I mentioned a little while ago that I’m having a book club with my kids this summer, each one separately. The first book I read with my 9-year-old son (chosen from my list) was The Inquisitor’s Tale, by Adam Gidwitz, and we both thought it was fantastic. This time, it was my son’s turn to choose anything he wanted to read, and he chose Rick Riordan’s The Lightning Thief. (I can’t tell you what his reaction is yet! I just finished it and handed it over!)

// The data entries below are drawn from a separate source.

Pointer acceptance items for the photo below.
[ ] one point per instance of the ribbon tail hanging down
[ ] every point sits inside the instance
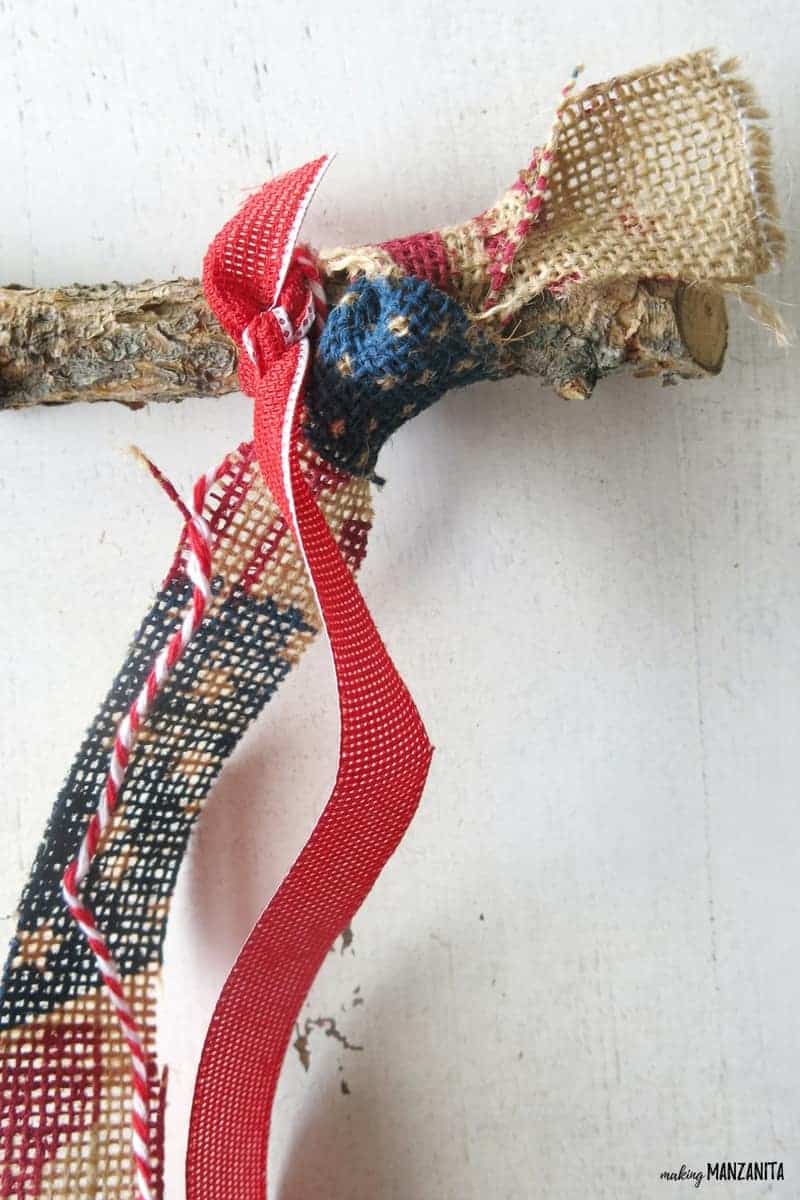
(262, 298)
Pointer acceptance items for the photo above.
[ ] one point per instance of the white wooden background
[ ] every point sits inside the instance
(582, 966)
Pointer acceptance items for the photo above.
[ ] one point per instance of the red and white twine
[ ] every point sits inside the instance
(198, 569)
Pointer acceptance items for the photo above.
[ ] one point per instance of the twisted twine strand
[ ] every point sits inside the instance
(198, 569)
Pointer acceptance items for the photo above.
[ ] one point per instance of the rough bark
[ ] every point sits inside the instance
(158, 341)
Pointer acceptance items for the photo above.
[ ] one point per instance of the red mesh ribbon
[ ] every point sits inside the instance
(258, 293)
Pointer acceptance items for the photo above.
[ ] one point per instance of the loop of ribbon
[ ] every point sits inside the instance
(264, 299)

If there’s anyone left out there who hasn’t read this series, the premise is that Greek/Roman gods still exist and live in America, having followed “Western civilization” wherever the main center of it might have gone. (*cough* Neil Gaiman *cough*) The gods are basically who they always were, having arguments and rivalries and curses and (this is the important part) affairs with mortals, which means you also have demigods. This brings us to our narrator, Percy (Perseus) Jackson. Percy knows nothing about his special nature. He just thinks he’s a troubled kid with some eerie experiences who can’t stay in a boarding school longer than a year. Cue more eerie experiences, including a math teacher who turns out to be one of the Kindly Ones, and he’s learning a lot about the gods, his own true nature, and his quest to find Zeus’s missing lightning bolt.

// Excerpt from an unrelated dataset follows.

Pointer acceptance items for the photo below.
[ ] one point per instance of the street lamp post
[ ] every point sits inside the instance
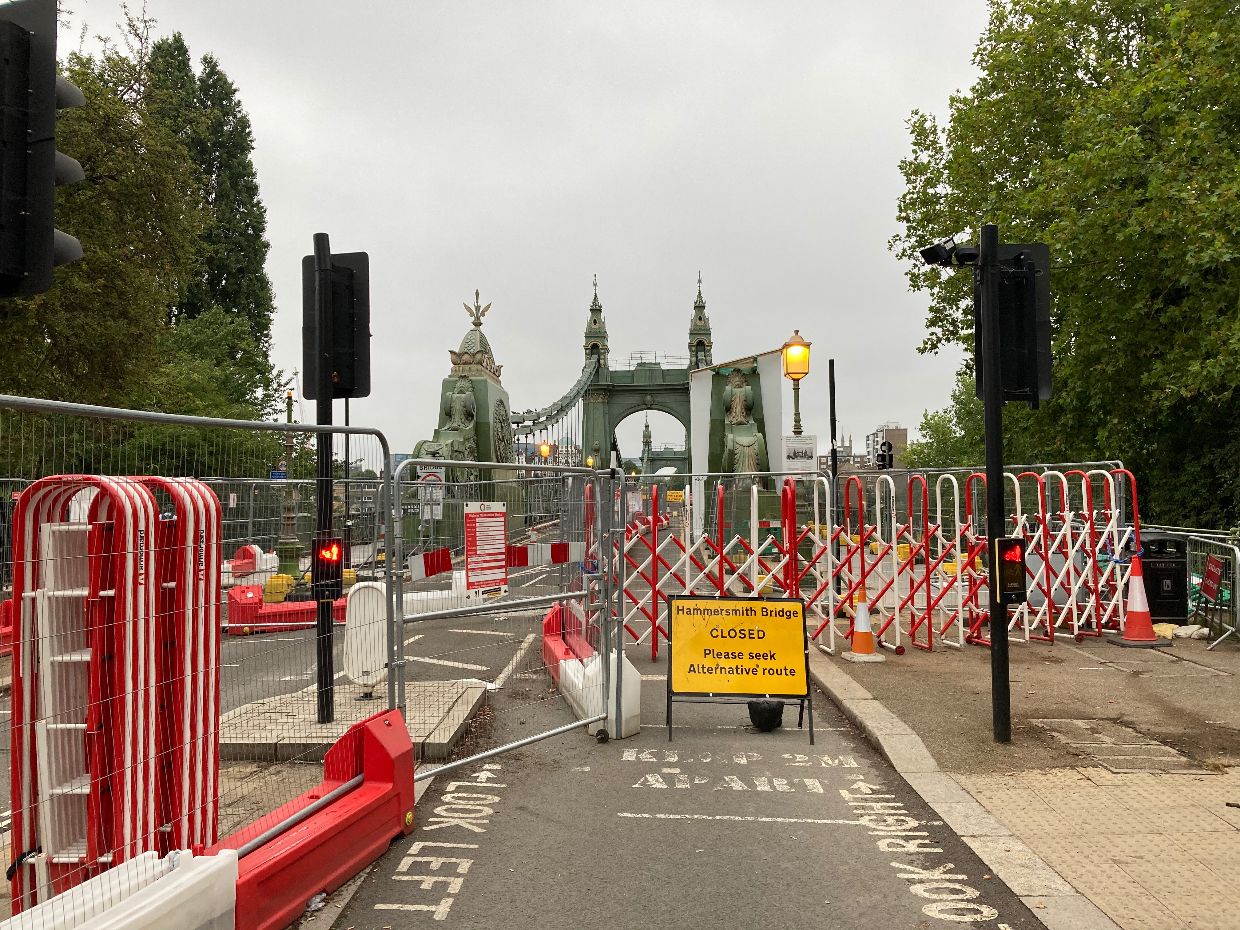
(796, 366)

This book was almost 400 pages long, and I read it in less than 24 hours. It was a very fast-paced, exciting, and fun late elementary or early middle-school read. Percy teams up with Grover, a satyr (who, naturally, likes to eat tin cans), and Annabeth, a daughter of Athena, and heads out across America on buses and trains lest Zeus zap him out of the sky. The most fun part of this was the throwaway stuff. If you know a lot of Greek mythology, you’ll catch quite a few references Riordan doesn’t bother to explain, or doesn’t explain until much later. If any of you have read all of these, does that kind of thing continue? I have to think he used up a lot of that in the first book. Not the mythological framework, of course, just the constant, fun barrage of references you have to be knowledgeable enough to get.

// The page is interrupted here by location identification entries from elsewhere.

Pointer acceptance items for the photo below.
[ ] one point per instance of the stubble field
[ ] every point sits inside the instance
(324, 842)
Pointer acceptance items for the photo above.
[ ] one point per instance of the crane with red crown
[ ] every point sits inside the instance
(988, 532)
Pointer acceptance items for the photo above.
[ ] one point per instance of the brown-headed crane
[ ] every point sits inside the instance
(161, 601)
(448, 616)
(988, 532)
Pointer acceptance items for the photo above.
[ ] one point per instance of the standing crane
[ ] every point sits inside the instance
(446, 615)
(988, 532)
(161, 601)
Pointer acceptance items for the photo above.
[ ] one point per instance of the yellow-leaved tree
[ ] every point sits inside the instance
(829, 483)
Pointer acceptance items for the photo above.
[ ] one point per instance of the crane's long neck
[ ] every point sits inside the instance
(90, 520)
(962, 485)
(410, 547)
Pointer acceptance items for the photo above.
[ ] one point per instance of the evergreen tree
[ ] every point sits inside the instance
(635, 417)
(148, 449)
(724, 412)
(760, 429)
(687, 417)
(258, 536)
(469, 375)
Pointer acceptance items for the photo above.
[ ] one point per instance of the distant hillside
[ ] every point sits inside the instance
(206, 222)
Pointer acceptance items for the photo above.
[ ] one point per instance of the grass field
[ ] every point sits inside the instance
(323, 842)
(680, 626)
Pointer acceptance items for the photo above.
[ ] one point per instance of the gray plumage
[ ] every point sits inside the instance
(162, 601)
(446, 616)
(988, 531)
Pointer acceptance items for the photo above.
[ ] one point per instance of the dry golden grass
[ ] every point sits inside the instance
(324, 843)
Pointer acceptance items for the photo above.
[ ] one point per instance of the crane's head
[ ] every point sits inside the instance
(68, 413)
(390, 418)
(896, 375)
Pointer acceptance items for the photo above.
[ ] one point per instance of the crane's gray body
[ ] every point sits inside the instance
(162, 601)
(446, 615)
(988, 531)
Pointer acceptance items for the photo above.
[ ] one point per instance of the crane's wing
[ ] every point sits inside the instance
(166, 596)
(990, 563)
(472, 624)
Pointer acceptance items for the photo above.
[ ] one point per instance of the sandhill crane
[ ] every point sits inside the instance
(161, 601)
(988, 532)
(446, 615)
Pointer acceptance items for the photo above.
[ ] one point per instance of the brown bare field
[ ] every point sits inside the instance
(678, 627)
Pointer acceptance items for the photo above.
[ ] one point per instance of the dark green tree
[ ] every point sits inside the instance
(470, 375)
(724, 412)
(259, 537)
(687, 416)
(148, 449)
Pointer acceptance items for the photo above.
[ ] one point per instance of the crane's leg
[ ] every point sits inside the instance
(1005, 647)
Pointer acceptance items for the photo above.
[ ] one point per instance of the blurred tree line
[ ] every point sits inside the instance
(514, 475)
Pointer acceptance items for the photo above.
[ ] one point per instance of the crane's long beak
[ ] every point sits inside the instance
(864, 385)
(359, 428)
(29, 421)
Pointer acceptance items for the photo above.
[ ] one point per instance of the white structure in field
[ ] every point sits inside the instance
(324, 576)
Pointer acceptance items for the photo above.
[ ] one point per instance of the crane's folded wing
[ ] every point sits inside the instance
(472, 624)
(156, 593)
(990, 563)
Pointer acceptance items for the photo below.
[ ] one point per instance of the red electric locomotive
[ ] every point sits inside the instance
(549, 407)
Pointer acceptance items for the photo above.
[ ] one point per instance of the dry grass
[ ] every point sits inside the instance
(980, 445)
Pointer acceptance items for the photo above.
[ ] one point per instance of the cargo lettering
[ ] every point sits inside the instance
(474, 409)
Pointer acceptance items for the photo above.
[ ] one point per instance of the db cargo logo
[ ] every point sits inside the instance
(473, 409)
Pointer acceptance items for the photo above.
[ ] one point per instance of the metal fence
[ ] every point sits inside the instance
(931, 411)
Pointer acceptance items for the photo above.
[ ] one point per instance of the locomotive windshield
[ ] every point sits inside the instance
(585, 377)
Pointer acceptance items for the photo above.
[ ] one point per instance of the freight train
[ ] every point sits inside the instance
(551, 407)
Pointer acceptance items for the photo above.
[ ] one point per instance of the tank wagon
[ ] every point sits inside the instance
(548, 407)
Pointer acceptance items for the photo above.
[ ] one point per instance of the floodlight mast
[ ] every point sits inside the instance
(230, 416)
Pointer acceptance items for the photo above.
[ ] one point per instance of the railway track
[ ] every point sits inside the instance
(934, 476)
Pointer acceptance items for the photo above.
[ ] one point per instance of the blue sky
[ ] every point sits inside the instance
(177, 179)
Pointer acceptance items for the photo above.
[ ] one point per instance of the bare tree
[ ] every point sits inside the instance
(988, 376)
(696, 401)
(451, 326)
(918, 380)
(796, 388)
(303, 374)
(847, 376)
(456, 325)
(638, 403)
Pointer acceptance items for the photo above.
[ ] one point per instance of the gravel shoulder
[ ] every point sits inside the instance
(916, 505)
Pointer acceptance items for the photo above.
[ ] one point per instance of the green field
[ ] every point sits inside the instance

The other thing that was very creative was the notion that if you’re diagnosed with ADHD and dyslexia, you’re probably a demigod. Your eyes are hardwired to read ancient Greek; your hyperactive reflexes are meant to keep you alive on the battlefield. Forget the meds. Look into your true parentage.
The book was not terribly well-written. Lots of one-sentence paragraphs, lots of fading to black. It didn’t have a deep, good-hearted moral center the way the Harry Potter books do, made of friendship and loyalty — just kind of quest and Big Good vs Big Bad. A bit superficial. But I’d be willing to believe that develops over the course of the books. All in all, I’m not sorry I read it, and I’ll have fun discussing it with my son, but I’ve read better. Anyone want to encourage me to read the sequels?